Aussi quand un bruit métallique retentit, ils se dirent qu'ils s'étaient peut-être entre-tués, avant que William ne leur dise qu'aucun habitant du Domaine n'était sur la Death list ce jour-là.

« Bah, rit le comte de Phantomhive, ils ont pu tenter sans y arriver et se blesser sans être sur la liste...

-Ils continuent à se disputer... soupira Emma. Les murs peuvent être vraiment fins dans ce genre de situation...

-Wouha ! ricana la rousse. C'est moi ou la femme vient de traiter son mari d'abruti congénital et de singe baiseur ?

-Non, non, elle a bien dit ça...

-Tch... souffla Alexander. Tout cela ne nous regarde pas. Je reconnais sans la moindre difficulté que ces gens sont épouvantablement mal élevés pour s'époumoner l'un sur l'autre de la sorte, sans parler de la dépravation de l'époux, mais nous n'avons pas à les espionner ainsi.

-Non mais il est pas croyable ce mioche ! s'emporta Grell. On fait encore ce qu'on veut !

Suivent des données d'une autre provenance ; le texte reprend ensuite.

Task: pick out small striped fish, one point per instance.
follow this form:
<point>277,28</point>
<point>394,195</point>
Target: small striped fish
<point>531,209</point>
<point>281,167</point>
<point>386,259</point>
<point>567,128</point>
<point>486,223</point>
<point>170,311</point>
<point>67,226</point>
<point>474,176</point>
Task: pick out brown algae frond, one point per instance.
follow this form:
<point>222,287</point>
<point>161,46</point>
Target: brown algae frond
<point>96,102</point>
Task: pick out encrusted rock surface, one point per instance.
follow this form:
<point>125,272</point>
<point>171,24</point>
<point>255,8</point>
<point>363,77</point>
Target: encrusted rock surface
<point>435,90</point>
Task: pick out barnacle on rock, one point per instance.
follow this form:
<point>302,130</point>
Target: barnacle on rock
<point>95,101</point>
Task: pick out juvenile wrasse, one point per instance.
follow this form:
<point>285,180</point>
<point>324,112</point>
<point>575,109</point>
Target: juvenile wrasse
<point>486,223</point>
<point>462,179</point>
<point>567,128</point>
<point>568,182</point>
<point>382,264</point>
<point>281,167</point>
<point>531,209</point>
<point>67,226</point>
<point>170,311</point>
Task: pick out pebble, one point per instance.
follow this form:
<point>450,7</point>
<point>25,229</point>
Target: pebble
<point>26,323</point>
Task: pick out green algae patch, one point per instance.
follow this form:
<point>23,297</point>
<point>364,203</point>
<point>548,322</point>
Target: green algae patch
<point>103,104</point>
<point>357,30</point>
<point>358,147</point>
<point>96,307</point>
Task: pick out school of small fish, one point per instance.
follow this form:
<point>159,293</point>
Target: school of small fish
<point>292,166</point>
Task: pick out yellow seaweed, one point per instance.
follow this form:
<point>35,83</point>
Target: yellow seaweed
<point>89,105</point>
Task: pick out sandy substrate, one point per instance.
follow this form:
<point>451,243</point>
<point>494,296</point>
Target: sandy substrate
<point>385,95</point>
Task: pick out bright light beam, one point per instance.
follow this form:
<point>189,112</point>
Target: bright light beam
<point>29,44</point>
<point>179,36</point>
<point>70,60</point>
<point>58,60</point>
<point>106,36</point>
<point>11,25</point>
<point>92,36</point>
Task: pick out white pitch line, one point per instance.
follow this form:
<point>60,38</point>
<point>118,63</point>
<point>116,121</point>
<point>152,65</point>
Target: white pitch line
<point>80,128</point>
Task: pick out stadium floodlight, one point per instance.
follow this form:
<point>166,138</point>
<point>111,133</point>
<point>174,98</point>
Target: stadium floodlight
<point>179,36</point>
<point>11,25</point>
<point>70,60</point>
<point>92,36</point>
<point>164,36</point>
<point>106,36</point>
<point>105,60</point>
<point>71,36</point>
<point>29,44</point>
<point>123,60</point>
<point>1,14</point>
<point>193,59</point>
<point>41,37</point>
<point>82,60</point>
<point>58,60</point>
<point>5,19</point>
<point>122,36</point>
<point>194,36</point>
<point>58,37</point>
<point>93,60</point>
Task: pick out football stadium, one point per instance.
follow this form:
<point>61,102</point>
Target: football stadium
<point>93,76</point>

-OH ! s'écria Emma en consultant l'horloge. C'est l'heure de nourrir les chiots. J'y vais.

-Ok, je viens avec toi. »

Les deux femmes se levèrent et allèrent dans la chambre. Éric et Alan rentrèrent alors à l'appartement, main dans la main. Ce fut à ce moment qu'un véritable hurlement de douleur retentit.

Tous, même Clémence, se précipitèrent vers la pièce où elles avaient disparu.

« EMMAAAAA ! » s'égosilla sa colocataire.

La brune était au sol, se tordant sous l'effet de la souffrance. Le carrelage était rougi par son sang. Grell était penchée au dessus d'elle, cherchant à la calmer.

Par terre, une scie, la Faux d'Éric. Mal rangée sous l'armoire, elle avait fini par glisser. Emma avait marché sur le tranchant de la lame.

La moitié inférieure de la plante de son pied avait été sectionnée et gisait à côté d'elle.

Quant à ce qu'il restait de son pied, Clémence dut réprimer une terrible nausée et détourner le regard. Au milieu des tissus et de la chaire sanguinolents, on pouvait voir une partie de l'os.

Et, invisible au regard des Humains, s'échappant paresseusement, la Lanterne cinématique d'Emma.